I have found that Jordan is a wonderful place to live as a foreigner. The general public is just so helpful whenever I need to do a routine task for which I would know exactly where to go in the US but have absolutely no idea here. Case in point: last night I had yet another car issue. Since we got the car in February, I have seriously maimed the body of the car not once but twice, I learned the Arabic words for flat tire the hard way, and then last night, I ran over a piece of hard black plastic that was sitting on the black road back to school late in the black night which conveniently detached part of the bumper. Strange that I didn’t see it. I share the car with two other people and neither has had a single issue unless you count refilling the wiper fluid, which tells me there’s some sort of bad mojo between me and the Corolla.

So today, I went into Madaba to try to get the bumper fixed.

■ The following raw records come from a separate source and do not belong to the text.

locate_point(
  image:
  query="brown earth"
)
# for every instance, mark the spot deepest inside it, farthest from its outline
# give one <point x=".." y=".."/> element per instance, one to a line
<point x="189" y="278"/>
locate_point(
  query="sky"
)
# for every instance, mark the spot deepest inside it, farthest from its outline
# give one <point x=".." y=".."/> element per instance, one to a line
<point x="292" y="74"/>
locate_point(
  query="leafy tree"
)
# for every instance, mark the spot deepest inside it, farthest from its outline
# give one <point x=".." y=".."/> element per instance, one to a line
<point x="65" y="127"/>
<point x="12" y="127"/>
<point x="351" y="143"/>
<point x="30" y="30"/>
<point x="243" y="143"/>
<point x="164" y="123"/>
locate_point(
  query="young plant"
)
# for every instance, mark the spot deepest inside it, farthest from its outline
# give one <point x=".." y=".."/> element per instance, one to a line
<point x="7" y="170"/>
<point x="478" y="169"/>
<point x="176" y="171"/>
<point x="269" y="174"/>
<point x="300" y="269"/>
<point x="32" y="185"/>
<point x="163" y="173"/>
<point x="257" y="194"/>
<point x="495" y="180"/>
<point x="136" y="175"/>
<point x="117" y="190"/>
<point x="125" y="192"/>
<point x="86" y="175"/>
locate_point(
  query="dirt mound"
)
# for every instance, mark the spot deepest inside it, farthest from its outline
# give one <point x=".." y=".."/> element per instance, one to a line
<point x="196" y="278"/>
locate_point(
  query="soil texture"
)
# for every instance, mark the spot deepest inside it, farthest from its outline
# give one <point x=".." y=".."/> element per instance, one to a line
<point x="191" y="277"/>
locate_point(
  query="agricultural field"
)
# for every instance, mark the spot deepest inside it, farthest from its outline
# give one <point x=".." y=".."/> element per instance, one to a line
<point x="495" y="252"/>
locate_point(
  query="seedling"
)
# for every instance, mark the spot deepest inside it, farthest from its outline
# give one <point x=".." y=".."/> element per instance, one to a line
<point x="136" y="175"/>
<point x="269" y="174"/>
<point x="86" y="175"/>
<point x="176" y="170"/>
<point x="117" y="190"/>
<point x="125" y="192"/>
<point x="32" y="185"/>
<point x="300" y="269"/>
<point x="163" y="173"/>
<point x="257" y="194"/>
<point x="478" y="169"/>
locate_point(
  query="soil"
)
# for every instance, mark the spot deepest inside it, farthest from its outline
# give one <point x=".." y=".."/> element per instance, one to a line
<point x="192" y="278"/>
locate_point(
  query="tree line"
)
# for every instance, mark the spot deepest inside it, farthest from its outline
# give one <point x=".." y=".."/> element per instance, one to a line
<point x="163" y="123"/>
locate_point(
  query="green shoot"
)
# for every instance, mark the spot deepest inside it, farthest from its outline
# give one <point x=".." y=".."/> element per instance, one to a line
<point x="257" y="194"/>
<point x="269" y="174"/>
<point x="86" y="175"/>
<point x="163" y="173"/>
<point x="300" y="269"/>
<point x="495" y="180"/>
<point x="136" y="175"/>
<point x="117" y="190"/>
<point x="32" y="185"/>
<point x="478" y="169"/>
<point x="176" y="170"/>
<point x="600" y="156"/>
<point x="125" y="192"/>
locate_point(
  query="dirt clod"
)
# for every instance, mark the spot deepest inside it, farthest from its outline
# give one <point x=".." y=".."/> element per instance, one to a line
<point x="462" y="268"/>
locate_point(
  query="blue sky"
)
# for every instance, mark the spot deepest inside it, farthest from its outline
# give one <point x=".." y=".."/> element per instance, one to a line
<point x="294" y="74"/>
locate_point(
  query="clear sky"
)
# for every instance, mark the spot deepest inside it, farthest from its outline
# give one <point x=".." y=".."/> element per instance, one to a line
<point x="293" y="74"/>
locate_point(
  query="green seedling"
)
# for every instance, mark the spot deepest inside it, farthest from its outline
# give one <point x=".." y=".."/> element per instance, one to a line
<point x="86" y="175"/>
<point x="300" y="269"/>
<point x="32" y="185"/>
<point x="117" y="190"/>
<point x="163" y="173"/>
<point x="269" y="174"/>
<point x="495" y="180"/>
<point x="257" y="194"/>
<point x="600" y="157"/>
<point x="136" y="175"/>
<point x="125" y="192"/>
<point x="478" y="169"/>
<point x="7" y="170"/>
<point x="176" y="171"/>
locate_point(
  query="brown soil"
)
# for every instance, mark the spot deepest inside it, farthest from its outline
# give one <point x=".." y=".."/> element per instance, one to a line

I went to the gas station where I got a 3 JD ($4.20), hour long, inside and outside hand car wash because I had no other ideas of where to go (and I like those guys!). I pulled up and asked in Arabic if they could fix my (blank… didn’t know the word for bumper). The guy said yes, yes, we fix that and called over two guys that were sitting on the curb. I thought that perhaps these were the body work specialists, but when they came up to the car, they opened the door and hopped in. I thought in my head, ADVENTURE! Let’s go! So I hopped in too, and asked what was going on. We can fix your bumper but not here (which technically means you can’t fix my bumper, but I also don’t know how to say technically in Arabic, so I let that point slide).

We pulled out of the gas station and they directed me for 5-7 minutes or so driving around the little town. We didn’t really talk, or play any car games, just drove. We got to a sketchy little garage with very busted cars strewn around a parking lot, and they called the guy over. He unscrewed part of the bumper, kicked it three times to get it back in the right place, screwed it back in, and charged my 3 JD (1 JD per kick, probably). Then, my friends and I hopped back in, I dropped them back off at the gas station, and before I bid them farewell, one made me put his number in my phone. Thanks Zaid!

The great part was that I felt not an ounce of distrust in the situation. Stuff like this has happened so many times. How weird would I have felt in some other country when two strange dudes got into my car with little to no explanation and told me to drive somewhere? And when we got to the body shop, after we got out of the car, the guy wanted me to pull my car around, so one of my two new car buddies grabbed my keys from me, hopped in and did it for me. How easily he could have driven away with our leased car that I share with two other people.

What an awesome feeling to have my helplessness counteracted with Jordanian helpfulness. So if you’re having car troubles, just let me know – I have the number of a great guy to help you out.